Over the past year or two a number of our customers have told us that they are running large Hadoop jobs on Amazon EC2. There's some good info on how to do this here and also here. AWS Evangelist Jinesh Varia covered the concept in a blog post last year, and also went into considerable detail in his Cloud Architectures white paper.
Given our belief in the power of the MapReduce programming style and the knowledge that many developers are already running Hadoop jobs of impressive size in our cloud, we wanted to find a way to make this important technology accessible to even more people.
Processing in Elastic MapReduce is centered around the concept of a Job Flow. Each Job Flow can contain one or more Steps.

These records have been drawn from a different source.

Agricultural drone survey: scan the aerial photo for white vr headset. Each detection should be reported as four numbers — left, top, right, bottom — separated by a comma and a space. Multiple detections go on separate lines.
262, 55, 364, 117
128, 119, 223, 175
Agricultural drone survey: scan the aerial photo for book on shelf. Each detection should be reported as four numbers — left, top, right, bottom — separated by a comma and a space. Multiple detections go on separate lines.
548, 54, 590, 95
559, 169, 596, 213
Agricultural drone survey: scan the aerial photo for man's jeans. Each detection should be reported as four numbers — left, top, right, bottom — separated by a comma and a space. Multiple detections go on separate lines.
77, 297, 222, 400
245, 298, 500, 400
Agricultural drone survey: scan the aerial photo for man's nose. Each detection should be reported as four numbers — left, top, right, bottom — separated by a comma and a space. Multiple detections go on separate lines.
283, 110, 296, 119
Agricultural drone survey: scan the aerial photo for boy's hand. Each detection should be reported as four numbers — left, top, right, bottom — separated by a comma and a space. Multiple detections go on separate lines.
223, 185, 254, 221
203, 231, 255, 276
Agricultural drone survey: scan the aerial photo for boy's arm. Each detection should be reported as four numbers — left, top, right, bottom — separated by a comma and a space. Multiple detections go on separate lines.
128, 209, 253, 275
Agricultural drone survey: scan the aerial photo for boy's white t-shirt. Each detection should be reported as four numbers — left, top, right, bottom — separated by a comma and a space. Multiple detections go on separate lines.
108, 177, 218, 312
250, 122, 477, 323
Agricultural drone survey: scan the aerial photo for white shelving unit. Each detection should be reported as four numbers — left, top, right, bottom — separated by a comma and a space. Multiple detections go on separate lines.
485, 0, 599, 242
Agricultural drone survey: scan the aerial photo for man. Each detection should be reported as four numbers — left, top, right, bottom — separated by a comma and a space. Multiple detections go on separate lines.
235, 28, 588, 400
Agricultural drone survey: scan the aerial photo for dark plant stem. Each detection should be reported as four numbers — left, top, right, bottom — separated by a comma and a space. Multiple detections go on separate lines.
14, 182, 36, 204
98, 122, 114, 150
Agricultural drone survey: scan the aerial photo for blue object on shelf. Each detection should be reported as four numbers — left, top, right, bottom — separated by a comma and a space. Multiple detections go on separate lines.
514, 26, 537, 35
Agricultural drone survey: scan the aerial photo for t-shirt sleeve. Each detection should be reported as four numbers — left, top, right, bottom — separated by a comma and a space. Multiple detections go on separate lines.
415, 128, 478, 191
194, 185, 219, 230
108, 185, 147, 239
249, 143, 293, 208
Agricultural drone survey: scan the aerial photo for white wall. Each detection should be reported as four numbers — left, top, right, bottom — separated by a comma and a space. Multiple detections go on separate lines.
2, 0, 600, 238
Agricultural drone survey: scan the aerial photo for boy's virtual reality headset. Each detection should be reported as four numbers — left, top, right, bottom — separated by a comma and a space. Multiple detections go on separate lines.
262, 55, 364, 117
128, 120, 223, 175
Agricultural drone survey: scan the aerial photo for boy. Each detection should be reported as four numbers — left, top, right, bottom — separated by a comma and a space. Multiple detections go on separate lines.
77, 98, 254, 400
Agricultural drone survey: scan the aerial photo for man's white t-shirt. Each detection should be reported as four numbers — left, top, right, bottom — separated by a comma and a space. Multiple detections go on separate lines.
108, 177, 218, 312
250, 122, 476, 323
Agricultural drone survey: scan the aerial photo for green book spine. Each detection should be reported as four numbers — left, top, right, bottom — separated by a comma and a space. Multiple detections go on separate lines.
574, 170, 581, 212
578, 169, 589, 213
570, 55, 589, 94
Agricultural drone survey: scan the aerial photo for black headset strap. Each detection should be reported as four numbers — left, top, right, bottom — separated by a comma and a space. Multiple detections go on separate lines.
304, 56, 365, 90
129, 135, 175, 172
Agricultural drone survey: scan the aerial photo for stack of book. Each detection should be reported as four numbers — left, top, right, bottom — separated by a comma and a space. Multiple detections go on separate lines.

Each step inhales a bunch of data from Amazon S3, distributes it to a specified number of EC2 instances running Hadoop (spinning up the instances if necessary), does all of the work, and then writes the results back to S3. Each step must reference application- specific "mapper" and/or "reducer" code (Java JARs or scripting code for use via the Streaming model). We've also included the Aggregate Package with built-in support for a number of common operations such as Sum, Min, Max, Histogram, and Count. You can get a lot done before you even start to write code!
We're providing three distinct access routes to Elastic MapReduce. You have complete control via the Elastic MapReduce API, you can use the Elastic MapReduce command-line tools, or you can go all point-and-click with the Elastic MapReduce tab within the AWS Management Console! Let's take a look at each one.
The Elastic MapReduce API represents the fundamental, low-level entry point into the system. Action begins with the RunJobFlow function. This call is used to create a Job Flow with one or more steps inside. It accepts an EC2 instance type, an EC2 instance count, a description of each step (input bucket, output bucket, mapper, reducer, and so forth) and returns a Job Flow Id. This one call is equivalent to buying, configuring, and booting up a whole rack of hardware. The call itself returns in a second or two and the job is up and running in a matter of minutes. Once you have a Job Flow Id, you can add additional processing steps (while the job is running!) using AddJobFlowSteps. You can see what's running with DescribeJobFlows, and you can shut down one or more jobs using TerminateJobFlows.
The Elastic MapReduce client is a command-line tool written in Ruby. The client can invoke each of the functions I've already described. You can create, augment, describe, and terminate Job Flows from the command line.
Finally, you can use the new Elastic MapReduce tab of the AWS Management Console to create, augment, describe, and terminate job flows from the comfort of your web browser! Here are a few screen shots to whet your appetite:
I'm pretty psyched about the fact that we are giving our users access to such a powerful programming model in a form that's really easy to use. Whether you use the console, the API, or the command-line tools, you'll be able to focus on the job at hand instead of spending your time wandering through dark alleys in the middle of the night searching for more hardware.
What do you think? Is this cool, or what?